Scott Schneeberger: Thanks both of you for that color and it sounds very good. Just one more and then I will move up Mobile Modular. But it sounds like pricing is, you are getting pricing, and that’s going very well. Joe, at the beginning of your comments, you mentioned that there was an adverse move last month in ABI. We will see what we get next month. So, there is concern out there, because there is various macro indicators going in different directions. But how is the firmness of the pricing? Is it a major area of customer pushback, or is it just a very disciplined industry, and in the price discussions rational? Thanks.
Joe Hanna: Sure, I would say our pricing discussions are rational. I would say that, we are not the low-cost leader. And so we are off times, having discussions with customers about moving pricing up. But we give the value for the services that we offer in the buildings that we provide. And so in our case, that conversation tends to go relatively well, because customers, and we have tremendous amount of repeat business. They know what it is like to deal with us. And so typically we are able to live comfortably in the higher end of the pricing spectrum. So, we have not been getting pushed back, but we watch that very, very closely. And we watch our close ratios very, very closely in conjunction with the pricing that we are trying to get.
And so if any of those get out of line, we can very quickly make adjustments to our approach in the market, and we do so. And some of that’s targeted region-by-region. But overall, we have had success, and I presume that we will continue to do that.
Scott Schneeberger: Great. Thanks. Appreciate all the color. Just real quick over to TRS, I think that the best way to ask the question of what’s occurring there is, could you provide some color on what you have seen in past cycles? We are obviously in a bit of a down cycle and maybe elaborate a little bit on what’s driving that.
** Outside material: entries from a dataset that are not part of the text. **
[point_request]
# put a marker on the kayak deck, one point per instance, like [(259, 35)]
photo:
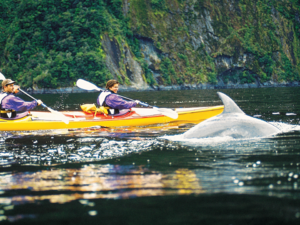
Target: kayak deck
[(136, 117)]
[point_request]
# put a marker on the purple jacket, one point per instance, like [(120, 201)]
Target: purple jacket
[(115, 102), (17, 104)]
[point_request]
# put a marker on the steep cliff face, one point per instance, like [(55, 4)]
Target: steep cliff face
[(239, 41), (150, 43)]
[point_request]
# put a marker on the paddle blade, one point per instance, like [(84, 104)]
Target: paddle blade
[(83, 84), (167, 112), (59, 115)]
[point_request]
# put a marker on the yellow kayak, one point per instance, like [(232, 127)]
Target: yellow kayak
[(133, 118)]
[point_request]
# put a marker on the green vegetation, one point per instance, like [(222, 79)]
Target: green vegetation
[(52, 43)]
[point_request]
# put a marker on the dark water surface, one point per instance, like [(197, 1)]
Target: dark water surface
[(131, 176)]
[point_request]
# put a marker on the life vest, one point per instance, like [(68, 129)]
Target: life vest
[(101, 101), (6, 113)]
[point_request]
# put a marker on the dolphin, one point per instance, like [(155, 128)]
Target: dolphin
[(232, 122)]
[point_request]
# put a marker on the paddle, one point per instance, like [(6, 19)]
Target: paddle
[(83, 84), (59, 115)]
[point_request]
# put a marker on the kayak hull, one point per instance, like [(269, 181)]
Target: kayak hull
[(136, 117)]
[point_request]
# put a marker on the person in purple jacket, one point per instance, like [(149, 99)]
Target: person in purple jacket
[(10, 104), (109, 98)]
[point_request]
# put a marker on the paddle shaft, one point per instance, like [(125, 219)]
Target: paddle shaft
[(141, 103), (32, 98)]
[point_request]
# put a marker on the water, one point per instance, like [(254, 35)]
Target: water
[(131, 176)]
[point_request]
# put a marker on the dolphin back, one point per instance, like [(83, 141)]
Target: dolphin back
[(232, 122), (229, 105)]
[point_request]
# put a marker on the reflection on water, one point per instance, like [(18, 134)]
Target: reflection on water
[(96, 181)]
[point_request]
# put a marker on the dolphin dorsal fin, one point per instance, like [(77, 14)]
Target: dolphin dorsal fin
[(229, 105)]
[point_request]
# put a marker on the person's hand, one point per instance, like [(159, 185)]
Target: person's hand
[(16, 89), (39, 102)]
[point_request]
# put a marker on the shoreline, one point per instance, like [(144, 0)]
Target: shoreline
[(220, 85)]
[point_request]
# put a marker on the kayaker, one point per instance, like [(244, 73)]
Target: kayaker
[(109, 98), (10, 104)]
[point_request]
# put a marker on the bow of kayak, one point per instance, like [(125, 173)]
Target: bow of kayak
[(135, 117)]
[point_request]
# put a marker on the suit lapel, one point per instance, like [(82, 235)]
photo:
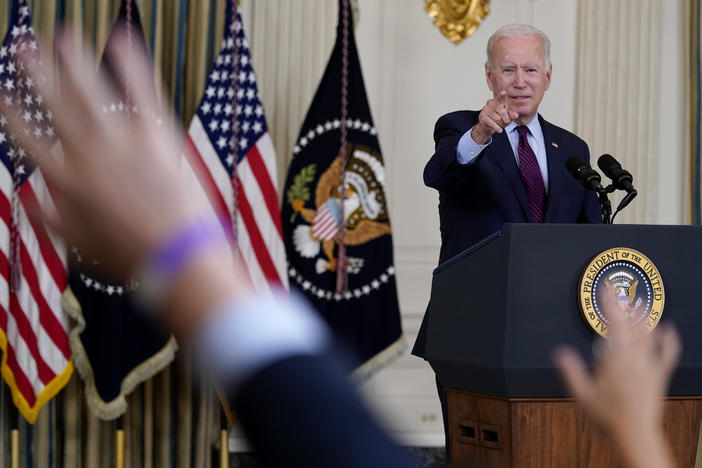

But what I am getting at here, and the question is, what’s the typical duration of a down cycle? Does this look like a typical down cycle for TRS? When would be your anticipation of return, and how much visibility might you have? Thank you.
Joe Hanna: Yes. Here is what’s interesting about what’s happening right now, Scott. We – from my perspective, it really doesn’t feel like a down cycle. If you look at our rental revenues in the business, they have actually been going sideways. And so we anticipate that in Q4, we will actually kind of go sideways again. And what we are actually not experiencing is the typical lift that we get in the business during Q3 and Q4, which are – typically are stronger rental revenue quarters for TRS. So, we actually are kind of going sideways, and so we are just not seeing the growth that we have experienced before. And I believe that in 2024, we are going to come out of this. I really do, because I think that the semiconductor demand, which just doesn’t last for long periods of time, historically that we have seen in the business, I don’t think it’s going to last historically long this time.